Hi everyone, long-time reader, first-time poster!

I seem to be running into an odd bug when training my model. I am trying to train an embedding model using the Resnet18 architecture, which I have essentially cut off the last linear layer of (I can post the architecture if needed). I have written my own loss function which implements the “Batch-Hard” loss found in this paper. The training loop (standard `zero_grad`

, `output`

, `loss`

, `backward`

, `step`

) works fine when running on CPU, but throws the following error when running on GPU:

```
---------------------------------------------------------------------------
RuntimeError Traceback (most recent call last)
<ipython-input-11-8cf2cfddbcc6> in <module>()
3 output = learner.model(imgs)
4 loss = criterion(output, labels)
----> 5 loss.backward()
6 optimizer.step()
7 break
.../anaconda/anaconda3-2019a/lib/python3.6/site-packages/torch/tensor.py in backward(self, gradient, retain_graph, create_graph)
105 products. Defaults to ``False``.
106 """
--> 107 torch.autograd.backward(self, gradient, retain_graph, create_graph)
108
109 def register_hook(self, hook):
.../anaconda/anaconda3-2019a/lib/python3.6/site-packages/torch/autograd/__init__.py in backward(tensors, grad_tensors, retain_graph, create_graph, grad_variables)
91 Variable._execution_engine.run_backward(
92 tensors, grad_tensors, retain_graph, create_graph,
---> 93 allow_unreachable=True) # allow_unreachable flag
94
95
RuntimeError: CUDA error: invalid configuration argument
```

Does anyone know why a backwards pass would work on a CPU but not a GPU? I can confirm that my GPU works generally, I have trained other models with other custom loss functions.

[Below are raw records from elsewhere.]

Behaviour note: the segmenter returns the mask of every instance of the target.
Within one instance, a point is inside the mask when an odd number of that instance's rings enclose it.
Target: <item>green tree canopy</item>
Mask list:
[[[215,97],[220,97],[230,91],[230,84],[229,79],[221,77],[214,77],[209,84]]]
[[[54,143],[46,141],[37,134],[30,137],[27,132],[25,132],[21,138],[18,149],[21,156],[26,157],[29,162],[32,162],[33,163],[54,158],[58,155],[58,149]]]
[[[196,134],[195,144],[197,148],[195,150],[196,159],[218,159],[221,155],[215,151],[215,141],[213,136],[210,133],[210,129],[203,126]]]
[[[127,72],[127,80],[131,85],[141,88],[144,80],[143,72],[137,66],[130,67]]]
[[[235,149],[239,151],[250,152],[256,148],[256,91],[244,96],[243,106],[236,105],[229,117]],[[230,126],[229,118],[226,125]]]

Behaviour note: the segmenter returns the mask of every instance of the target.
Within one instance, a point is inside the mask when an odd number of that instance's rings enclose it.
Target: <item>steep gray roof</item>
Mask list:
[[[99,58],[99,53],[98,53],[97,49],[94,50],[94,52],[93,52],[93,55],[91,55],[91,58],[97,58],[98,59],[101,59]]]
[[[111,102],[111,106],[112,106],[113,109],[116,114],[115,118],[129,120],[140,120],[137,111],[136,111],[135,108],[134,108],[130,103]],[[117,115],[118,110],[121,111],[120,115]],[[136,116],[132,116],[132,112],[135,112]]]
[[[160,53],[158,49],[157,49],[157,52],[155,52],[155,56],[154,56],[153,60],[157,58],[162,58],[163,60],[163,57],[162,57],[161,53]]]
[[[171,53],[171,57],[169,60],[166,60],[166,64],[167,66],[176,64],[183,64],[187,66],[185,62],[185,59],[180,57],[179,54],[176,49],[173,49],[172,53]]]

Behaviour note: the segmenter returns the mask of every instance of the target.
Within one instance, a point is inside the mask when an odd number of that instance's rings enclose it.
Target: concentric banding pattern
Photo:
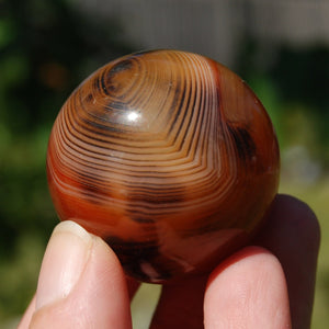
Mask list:
[[[61,219],[193,268],[173,241],[252,230],[276,192],[279,150],[240,78],[200,55],[157,50],[110,63],[72,93],[47,170]],[[152,265],[139,271],[160,275]]]

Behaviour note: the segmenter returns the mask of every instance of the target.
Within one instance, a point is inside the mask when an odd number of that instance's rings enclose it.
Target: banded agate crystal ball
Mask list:
[[[166,283],[248,243],[279,184],[272,123],[248,86],[191,53],[111,61],[69,97],[47,152],[60,220],[102,237],[127,275]]]

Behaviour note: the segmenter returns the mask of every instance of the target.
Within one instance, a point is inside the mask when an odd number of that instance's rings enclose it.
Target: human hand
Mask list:
[[[163,285],[150,327],[309,328],[319,240],[311,211],[277,195],[253,241],[259,247],[239,250],[211,275]],[[132,328],[137,288],[102,239],[60,223],[19,329]]]

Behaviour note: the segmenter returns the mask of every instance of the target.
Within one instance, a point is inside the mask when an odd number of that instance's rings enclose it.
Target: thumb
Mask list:
[[[126,279],[99,237],[73,222],[54,230],[30,328],[132,328]]]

For reference, this is the implementation of the “Batch-Hard” loss that I’ve written:

```
class BatchHardLoss(torch.nn.modules.loss._Loss):
def __init__(self, margin, k=5, *args, **kwargs):
super().__init__(*args, **kwargs)
self.margin = margin
self._k = k
def forward(self, x, targets):
distances = torch.cdist(x, x) # Get the distances
losses = []
for t in torch.unique(targets):
pos_idxs = (targets == t).nonzero().reshape(-1) # Positive indices
neg_idxs = (targets != t).nonzero().reshape(-1) # Negative indices
choice = np.random.choice(
len(pos_idxs), min(self._k, len(pos_idxs))
).tolist()
anchors = pos_idxs[choice] # Chosen anchors
# Only compute loss if we can do it for the full batch, for simplicity
loss = 0.0
if len(anchors) > 1 and len(neg_idxs) > 0:
pos_distances = torch.index_select(
torch.index_select(distances, 0, anchors), 1, pos_idxs
)
pos_loss = pos_distances.max(dim=1)[0].sum()
neg_distances = torch.index_select(
torch.index_select(distances, 0, anchors), 1, neg_idxs
)
neg_loss = neg_distances.min(dim=1)[0].sum()
marg_loss = self.margin * len(anchors)
losses.append(marg_loss + pos_loss - neg_loss)
else:
losses.append(torch.tensor(0.0, device=x.device, requires_grad=True))
return torch.stack(losses).sum()
```

If anyone sees any glaring errors or has any insight, I’d really appreciate it.

Thanks!

P.S. I have seen this post but can’t seem to find a similar issue when debugging.